東京ガス裏の石仏(荒川区南千住)
南千住の東の端、隅田川寄りに広大な東京ガスの工場群がある。戦前は千住瓦斯製造所と言われていた。北にある広い貨物駅「隅田川駅」は隅田川を利用した鉄道と水運の連絡地であった。しかし都内でもあまり知られていない貨物駅として健在で、物流の拠点となっている。そんな隅田川駅と山谷地区の間に東京ガスの工場敷地があり、その裏手にブロックとトタンで簡易的に造られた堂宇がある。
10基ほどの石塔石仏が雑然と並べられているが、赤い地蔵さんの前掛けをしてある石仏も多く、誰かが世話をしていることがわかる。どれもほとんど摩滅あるいは欠損損壊状態でまともに形を留めているのは中央の大きな庚申塔だけである。

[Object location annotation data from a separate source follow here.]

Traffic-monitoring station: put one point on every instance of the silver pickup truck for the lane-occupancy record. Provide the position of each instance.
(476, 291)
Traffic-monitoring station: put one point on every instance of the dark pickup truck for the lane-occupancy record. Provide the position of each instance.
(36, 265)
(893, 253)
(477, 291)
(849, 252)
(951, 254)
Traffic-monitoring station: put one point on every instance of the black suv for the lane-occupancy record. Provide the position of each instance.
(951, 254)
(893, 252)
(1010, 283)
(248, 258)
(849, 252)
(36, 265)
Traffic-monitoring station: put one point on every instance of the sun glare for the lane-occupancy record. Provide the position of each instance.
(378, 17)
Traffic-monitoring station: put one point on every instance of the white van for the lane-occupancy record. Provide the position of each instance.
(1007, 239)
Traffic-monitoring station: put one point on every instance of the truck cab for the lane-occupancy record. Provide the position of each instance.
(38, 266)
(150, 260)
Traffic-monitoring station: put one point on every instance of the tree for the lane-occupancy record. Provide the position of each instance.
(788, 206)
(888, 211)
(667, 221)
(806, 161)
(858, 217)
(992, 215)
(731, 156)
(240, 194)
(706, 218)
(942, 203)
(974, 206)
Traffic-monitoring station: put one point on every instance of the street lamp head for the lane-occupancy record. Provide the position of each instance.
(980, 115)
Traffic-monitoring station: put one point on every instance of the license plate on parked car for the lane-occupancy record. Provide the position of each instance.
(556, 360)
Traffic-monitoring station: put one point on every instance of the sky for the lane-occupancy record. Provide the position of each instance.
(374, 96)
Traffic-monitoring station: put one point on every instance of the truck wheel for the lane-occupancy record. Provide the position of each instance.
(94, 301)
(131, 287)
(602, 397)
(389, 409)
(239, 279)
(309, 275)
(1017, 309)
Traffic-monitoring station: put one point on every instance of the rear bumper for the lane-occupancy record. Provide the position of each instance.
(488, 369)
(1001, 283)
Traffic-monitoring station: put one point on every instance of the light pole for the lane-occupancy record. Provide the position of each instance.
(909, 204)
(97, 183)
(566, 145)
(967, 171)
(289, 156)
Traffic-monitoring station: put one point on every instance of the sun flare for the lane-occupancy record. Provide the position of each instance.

山状角柱型の庚申塔は元禄4年(1691)の造立で、日月、「奉造立庚申供養▢」と刻まれた下に三猿が陽刻されている。左面には「是より…」とあり右面には「是より東 すみだ川渡道」とある。左面は下半分が読めない。その左にある角柱型の道標も右、左とあるがその後の文字が分からない。かろうじて左の下は「江(戸)」と読めそうだが。右側にあるもので上半分が折れて無くなった石柱は、延宝8年(1680)の年紀と仲春(2月)という文字が読めた。よくぞこの状態で維持されていると感心すると同時に、この場所を石仏の為にとどめてほしいと願う。